Esto daba ocasión a la envidia de algunas hermanas terciarias dominicas o a la burla odiosa de otras personas. Algunos, «mientras ella se encontraba en éxtasis, encolerizados, le daban puntapiés». Y en ocasiones, «los que habían sido soliviantados por las hermanas, se arrojaban alguna vez contra ella con tanta furia, que la cogían de cualquier modo y la levantaban a peso, insensible y entorpecida como estaba, y la arrojaban fuera de la iglesia como una inmundicia». Pero nada de esto era suficiente para alterar su paz y su alegría: «ella creía que todo había sido hecho con recta intención y por su bien» (Leyenda 405-406).
El don de sabiduría comunica al hombre «fuerza y sabiduría de Dios» allí donde los mundanos sólo hallan locura y escándalo (1Cor 1,23-24). Su objeto pleno es, sin duda, el misterio mismo de la Santísima Trinidad. Así, por obra del Espíritu Santo, llega a contemplarla, por ejemplo, Santa Teresa de Jesús:
«Por visión intelectual, por cierta manera de representación de la verdad, se le muestra [al alma] la Santísima Trinidad, todas tres Personas, y por una noticia admirable que se da al alma, entiende con grandísima verdad ser todas tres Personas una sustancia y un poder y un saber y un solo Dios... Aquí se le comunican todas tres Personas y le hablan, y le dan a entender aquellas palabras que dice el Evangelio que dijo el Señor, que vendría Él y el Padre y el Espíritu Santo a morar con el alma que le ama y guarda sus mandamientos. ¡Oh, válgame Dios, qué diferente cosa es oír estas palabras y creerlas [por la virtud de la fe], a entender por esta manera [según el don de sabiduría] qué verdaderas son!» (VII Moradas 1,7-8).
Es ahora, por el don de sabiduría, cuando la oración continua puede ser vivida plenamente. Y así «cada día se espanta más esta alma, porque nunca más le parece [que estas Personas divinas] se fueron de con ella, sino que notoriamente ve que están en lo interior de su alma, en lo muy interior; en una cosa muy honda -que no sabe decir cómo es, porque no tiene letras- siente en sí esta divina compañía» (1,8).
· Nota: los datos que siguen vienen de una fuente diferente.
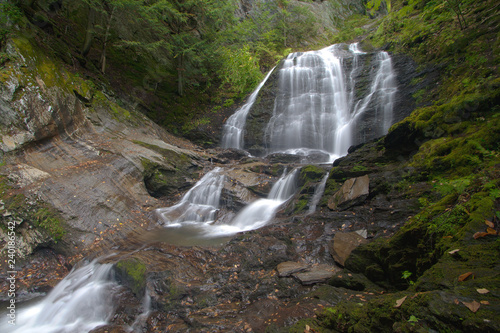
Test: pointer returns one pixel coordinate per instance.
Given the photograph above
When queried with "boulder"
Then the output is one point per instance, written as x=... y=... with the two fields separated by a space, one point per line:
x=317 y=274
x=342 y=245
x=352 y=192
x=288 y=268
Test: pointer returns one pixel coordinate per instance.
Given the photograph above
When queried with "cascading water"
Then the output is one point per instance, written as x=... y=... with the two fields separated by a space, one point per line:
x=81 y=302
x=196 y=220
x=199 y=204
x=316 y=110
x=233 y=128
x=318 y=193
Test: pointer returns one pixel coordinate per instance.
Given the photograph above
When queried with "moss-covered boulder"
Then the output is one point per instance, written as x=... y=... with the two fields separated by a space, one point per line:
x=131 y=273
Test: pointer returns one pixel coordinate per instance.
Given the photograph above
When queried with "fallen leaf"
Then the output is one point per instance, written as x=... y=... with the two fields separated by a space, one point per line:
x=479 y=234
x=399 y=302
x=473 y=306
x=464 y=276
x=489 y=223
x=491 y=231
x=483 y=291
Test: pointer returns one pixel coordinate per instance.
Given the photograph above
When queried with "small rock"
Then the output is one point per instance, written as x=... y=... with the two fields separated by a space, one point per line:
x=342 y=245
x=317 y=274
x=352 y=192
x=288 y=268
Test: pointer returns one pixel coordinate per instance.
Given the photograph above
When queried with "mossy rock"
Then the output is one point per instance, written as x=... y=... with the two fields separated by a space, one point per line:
x=132 y=274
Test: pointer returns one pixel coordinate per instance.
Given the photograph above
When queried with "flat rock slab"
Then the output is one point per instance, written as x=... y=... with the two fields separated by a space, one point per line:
x=288 y=268
x=342 y=245
x=352 y=192
x=318 y=274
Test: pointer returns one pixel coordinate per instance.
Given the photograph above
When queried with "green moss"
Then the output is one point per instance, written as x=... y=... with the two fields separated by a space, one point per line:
x=133 y=272
x=47 y=219
x=38 y=214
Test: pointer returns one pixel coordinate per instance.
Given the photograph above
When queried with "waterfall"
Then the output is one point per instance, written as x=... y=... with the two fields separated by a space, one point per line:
x=317 y=109
x=260 y=212
x=196 y=221
x=200 y=204
x=233 y=128
x=318 y=193
x=382 y=92
x=81 y=302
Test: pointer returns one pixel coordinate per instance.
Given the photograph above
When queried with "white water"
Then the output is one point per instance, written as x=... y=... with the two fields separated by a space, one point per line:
x=318 y=193
x=315 y=110
x=382 y=92
x=82 y=301
x=260 y=212
x=233 y=128
x=200 y=223
x=199 y=205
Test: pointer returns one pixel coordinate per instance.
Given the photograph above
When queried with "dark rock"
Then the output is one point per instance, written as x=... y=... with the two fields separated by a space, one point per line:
x=317 y=274
x=342 y=245
x=352 y=192
x=288 y=268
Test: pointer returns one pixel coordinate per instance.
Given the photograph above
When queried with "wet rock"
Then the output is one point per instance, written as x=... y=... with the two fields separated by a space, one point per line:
x=342 y=245
x=317 y=274
x=352 y=192
x=352 y=281
x=230 y=154
x=288 y=268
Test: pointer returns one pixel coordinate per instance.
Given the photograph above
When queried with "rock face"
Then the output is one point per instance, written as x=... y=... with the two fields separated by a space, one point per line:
x=343 y=244
x=74 y=147
x=316 y=274
x=288 y=268
x=353 y=191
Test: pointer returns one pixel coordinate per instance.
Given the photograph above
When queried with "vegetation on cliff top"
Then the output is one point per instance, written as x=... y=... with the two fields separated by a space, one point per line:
x=177 y=61
x=444 y=259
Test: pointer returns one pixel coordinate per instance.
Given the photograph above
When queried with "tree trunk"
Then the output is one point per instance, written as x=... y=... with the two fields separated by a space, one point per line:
x=89 y=34
x=106 y=36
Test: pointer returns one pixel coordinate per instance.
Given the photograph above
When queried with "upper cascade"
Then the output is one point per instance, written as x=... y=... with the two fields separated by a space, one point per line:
x=323 y=102
x=233 y=128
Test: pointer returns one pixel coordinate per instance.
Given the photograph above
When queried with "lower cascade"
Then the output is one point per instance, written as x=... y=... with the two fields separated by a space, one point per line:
x=197 y=209
x=82 y=301
x=316 y=111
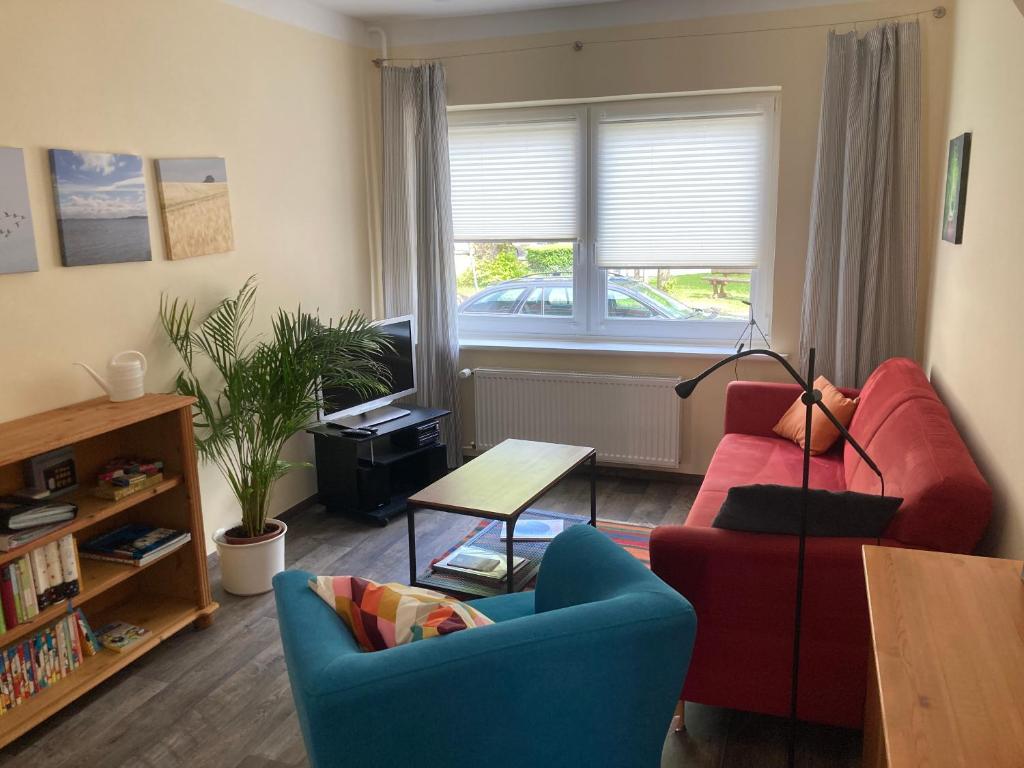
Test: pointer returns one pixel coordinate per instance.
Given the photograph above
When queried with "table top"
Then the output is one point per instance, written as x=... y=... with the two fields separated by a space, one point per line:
x=503 y=481
x=947 y=632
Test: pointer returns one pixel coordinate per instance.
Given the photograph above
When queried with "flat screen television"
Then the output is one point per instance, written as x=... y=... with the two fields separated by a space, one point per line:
x=350 y=409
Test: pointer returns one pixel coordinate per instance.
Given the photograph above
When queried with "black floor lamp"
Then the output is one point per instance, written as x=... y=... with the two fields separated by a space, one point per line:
x=810 y=397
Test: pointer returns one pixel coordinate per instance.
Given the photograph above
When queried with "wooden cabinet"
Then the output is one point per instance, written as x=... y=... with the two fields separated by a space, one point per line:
x=164 y=596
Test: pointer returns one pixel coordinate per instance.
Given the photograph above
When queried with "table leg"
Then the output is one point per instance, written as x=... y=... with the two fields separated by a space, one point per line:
x=411 y=514
x=593 y=489
x=510 y=578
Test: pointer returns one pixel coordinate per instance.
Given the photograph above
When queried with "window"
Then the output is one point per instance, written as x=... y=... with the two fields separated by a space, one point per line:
x=627 y=219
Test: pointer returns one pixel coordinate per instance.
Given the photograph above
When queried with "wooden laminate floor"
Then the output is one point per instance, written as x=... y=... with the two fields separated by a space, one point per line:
x=219 y=697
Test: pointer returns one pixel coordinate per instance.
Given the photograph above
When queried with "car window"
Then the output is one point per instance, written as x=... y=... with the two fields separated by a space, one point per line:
x=555 y=301
x=558 y=301
x=497 y=302
x=623 y=305
x=534 y=303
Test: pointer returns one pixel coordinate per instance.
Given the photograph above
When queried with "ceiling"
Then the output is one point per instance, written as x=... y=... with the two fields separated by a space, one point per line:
x=432 y=8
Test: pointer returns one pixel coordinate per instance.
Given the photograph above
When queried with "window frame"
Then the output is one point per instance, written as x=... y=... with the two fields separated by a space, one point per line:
x=589 y=281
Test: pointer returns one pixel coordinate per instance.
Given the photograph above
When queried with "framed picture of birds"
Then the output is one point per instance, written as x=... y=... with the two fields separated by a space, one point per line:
x=17 y=240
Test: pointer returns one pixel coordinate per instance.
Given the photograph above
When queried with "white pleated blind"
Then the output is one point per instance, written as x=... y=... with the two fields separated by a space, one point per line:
x=515 y=181
x=680 y=192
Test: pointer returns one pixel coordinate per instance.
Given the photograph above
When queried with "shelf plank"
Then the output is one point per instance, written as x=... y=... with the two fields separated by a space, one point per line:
x=91 y=510
x=97 y=577
x=162 y=616
x=32 y=435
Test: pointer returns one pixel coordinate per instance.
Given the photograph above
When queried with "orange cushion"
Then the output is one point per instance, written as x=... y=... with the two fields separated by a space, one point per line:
x=823 y=432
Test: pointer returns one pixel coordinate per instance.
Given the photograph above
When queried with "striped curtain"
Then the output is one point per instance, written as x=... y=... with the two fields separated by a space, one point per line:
x=860 y=287
x=417 y=241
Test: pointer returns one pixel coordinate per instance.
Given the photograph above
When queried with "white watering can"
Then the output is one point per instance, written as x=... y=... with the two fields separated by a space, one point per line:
x=125 y=373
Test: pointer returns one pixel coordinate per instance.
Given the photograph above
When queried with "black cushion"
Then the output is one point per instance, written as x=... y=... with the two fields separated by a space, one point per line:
x=775 y=509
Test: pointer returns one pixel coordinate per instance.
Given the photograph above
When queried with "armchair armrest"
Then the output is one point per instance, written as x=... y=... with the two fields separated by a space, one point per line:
x=755 y=407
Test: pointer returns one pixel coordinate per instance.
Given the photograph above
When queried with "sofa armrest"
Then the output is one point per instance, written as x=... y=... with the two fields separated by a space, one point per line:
x=755 y=407
x=749 y=580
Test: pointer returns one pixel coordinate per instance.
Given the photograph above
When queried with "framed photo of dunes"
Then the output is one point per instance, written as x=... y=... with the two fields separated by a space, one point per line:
x=195 y=207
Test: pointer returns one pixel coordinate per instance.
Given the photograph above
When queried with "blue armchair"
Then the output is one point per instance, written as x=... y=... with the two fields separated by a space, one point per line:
x=586 y=671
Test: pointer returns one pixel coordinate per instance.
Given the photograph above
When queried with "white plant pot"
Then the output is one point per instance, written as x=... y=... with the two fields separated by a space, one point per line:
x=249 y=568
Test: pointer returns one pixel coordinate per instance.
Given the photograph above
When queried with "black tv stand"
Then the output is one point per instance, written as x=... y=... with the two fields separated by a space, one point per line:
x=369 y=475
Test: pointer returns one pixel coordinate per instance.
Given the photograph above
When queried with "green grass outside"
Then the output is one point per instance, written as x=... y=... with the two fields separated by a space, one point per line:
x=695 y=291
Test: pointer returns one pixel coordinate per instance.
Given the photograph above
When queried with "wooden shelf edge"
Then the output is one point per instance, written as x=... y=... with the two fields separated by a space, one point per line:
x=116 y=573
x=31 y=435
x=94 y=670
x=92 y=510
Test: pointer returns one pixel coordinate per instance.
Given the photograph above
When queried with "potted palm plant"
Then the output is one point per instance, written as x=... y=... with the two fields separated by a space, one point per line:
x=252 y=395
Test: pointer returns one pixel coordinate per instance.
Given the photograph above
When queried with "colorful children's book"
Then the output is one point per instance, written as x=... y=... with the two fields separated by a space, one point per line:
x=120 y=636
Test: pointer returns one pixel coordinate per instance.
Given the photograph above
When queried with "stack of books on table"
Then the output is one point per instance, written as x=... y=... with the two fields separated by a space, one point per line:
x=46 y=576
x=135 y=545
x=478 y=564
x=49 y=655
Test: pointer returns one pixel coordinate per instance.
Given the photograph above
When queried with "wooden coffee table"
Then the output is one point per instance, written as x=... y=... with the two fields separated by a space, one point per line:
x=501 y=484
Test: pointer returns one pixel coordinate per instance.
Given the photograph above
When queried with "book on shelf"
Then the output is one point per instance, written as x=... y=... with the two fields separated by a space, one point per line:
x=134 y=545
x=36 y=663
x=17 y=513
x=532 y=529
x=42 y=578
x=126 y=475
x=478 y=564
x=119 y=636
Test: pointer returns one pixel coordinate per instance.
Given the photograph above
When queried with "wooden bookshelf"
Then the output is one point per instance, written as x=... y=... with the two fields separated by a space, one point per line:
x=166 y=595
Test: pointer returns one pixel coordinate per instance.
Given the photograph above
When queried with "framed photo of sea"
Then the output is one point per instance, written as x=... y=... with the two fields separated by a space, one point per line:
x=100 y=205
x=195 y=207
x=17 y=241
x=956 y=168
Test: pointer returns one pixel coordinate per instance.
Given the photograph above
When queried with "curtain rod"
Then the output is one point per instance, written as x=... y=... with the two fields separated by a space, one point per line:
x=939 y=11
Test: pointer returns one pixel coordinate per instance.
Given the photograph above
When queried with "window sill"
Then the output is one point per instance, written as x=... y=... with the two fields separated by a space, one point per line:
x=602 y=346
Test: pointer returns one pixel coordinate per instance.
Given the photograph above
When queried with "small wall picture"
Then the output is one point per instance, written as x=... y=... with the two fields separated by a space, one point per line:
x=195 y=206
x=952 y=212
x=100 y=205
x=17 y=241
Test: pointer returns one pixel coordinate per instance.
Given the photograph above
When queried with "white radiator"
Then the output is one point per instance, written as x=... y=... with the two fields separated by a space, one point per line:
x=629 y=419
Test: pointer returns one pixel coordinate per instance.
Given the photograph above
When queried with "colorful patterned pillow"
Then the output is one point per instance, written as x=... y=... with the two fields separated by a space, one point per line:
x=383 y=615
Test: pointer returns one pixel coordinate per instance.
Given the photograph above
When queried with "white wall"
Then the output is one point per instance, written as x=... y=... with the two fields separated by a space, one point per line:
x=973 y=341
x=190 y=78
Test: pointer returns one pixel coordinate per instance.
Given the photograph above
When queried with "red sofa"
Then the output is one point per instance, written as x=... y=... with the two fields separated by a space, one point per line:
x=742 y=585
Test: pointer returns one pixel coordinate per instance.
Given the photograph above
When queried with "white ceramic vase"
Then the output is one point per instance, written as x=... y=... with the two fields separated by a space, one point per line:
x=249 y=568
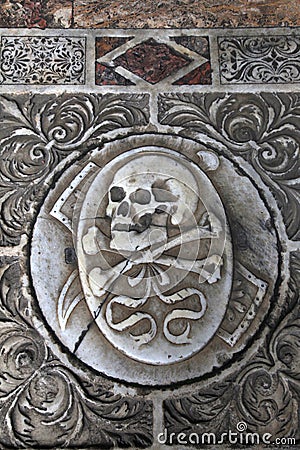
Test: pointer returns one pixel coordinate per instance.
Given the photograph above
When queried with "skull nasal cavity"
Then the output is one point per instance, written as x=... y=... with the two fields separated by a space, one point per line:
x=123 y=209
x=117 y=194
x=141 y=196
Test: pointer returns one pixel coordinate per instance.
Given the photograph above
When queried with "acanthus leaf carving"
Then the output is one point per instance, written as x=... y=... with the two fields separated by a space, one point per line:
x=264 y=395
x=40 y=131
x=263 y=129
x=44 y=403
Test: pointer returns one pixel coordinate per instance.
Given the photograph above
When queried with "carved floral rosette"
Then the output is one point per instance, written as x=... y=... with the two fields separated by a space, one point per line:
x=48 y=394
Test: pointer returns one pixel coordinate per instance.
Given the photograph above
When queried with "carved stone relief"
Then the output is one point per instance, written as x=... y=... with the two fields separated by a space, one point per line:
x=149 y=259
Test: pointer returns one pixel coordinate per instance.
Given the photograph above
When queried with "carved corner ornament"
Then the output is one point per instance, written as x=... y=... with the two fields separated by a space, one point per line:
x=144 y=269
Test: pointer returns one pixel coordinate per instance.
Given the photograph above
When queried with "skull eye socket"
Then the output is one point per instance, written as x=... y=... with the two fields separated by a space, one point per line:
x=141 y=196
x=117 y=194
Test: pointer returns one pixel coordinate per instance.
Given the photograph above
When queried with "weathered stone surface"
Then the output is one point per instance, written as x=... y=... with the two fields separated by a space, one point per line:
x=149 y=240
x=36 y=13
x=185 y=14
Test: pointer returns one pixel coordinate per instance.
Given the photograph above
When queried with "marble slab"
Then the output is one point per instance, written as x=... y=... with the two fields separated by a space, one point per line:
x=149 y=237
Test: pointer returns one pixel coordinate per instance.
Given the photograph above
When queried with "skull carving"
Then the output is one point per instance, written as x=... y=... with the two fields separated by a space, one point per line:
x=144 y=198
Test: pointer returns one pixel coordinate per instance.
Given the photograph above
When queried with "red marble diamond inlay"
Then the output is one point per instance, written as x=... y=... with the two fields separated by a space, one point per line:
x=152 y=61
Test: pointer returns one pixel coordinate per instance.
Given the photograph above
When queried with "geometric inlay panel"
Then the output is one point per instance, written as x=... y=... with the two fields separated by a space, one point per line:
x=149 y=238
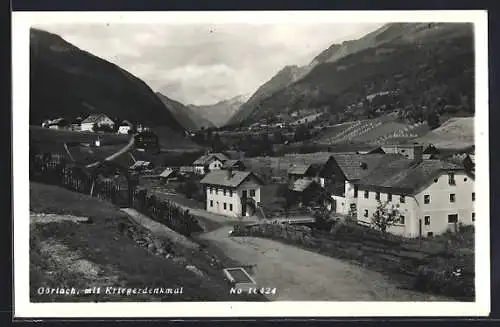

Es ahora, por el don de sabiduría, cuando la deificación de la persona se hace perfecta, y llega a una total configuración a Jesucristo, cumpliendo la verdad del salmo: «contempladlo y quedaréis radiantes» (Sal 33,6). El alma, en efecto, con una paz indecible (VII Moradas 2,13), «de todo lo que pueda suceder no tiene cuidado, sino un extraño olvido», aunque al mismo tiempo, por supuesto, puede con fidelidad absoluta «hacer todo lo que está obligado conforme a su estado» (3,1).
Es ahora, por el don de sabiduría, cuando se entiende con una nueva lucidez el mundo de las criaturas, y cuando por fin se sale de todo engaño, mentira o alucinación acerca de él. El mismo don que da un conocimiento sabroso de Dios, da también a conocer las criaturas en el mismo Dios, que es su causa. Concede, pues, este don un conocimiento sapiencial -con sabor y por sus causas-, de todo el mundo creado. En la oración, por ejemplo, dice Santa Teresa, se le representa al alma «cómo se ven en Dios todas las cosas y cómo las tiene todas en Sí. Saber escribir esto yo no lo sé» (Vida 40,9). San Juan de la Cruz, con más medios de conocimiento teológico y de lenguaje lírico, apenas logra decirlo en un texto maravilloso:
«Este recuerdo es un movimiento que hace el Verbo en la sustancia del alma de tanta grandeza, señorío y gloria, y de tan íntima suavidad, que le parece al alma que todos los bálsamos y flores del mundo se trabucan y menean, revolviéndose para dar su suavidad, y que todos los reinos y señoríos del mundo y que todas las potestades y virtudes del cielo se mueven; y no sólo eso, sino que también todas las virtudes y sustancias y perfecciones de todas las cosas creadas relucen y hacen el mismo movimiento, todo a una y en uno...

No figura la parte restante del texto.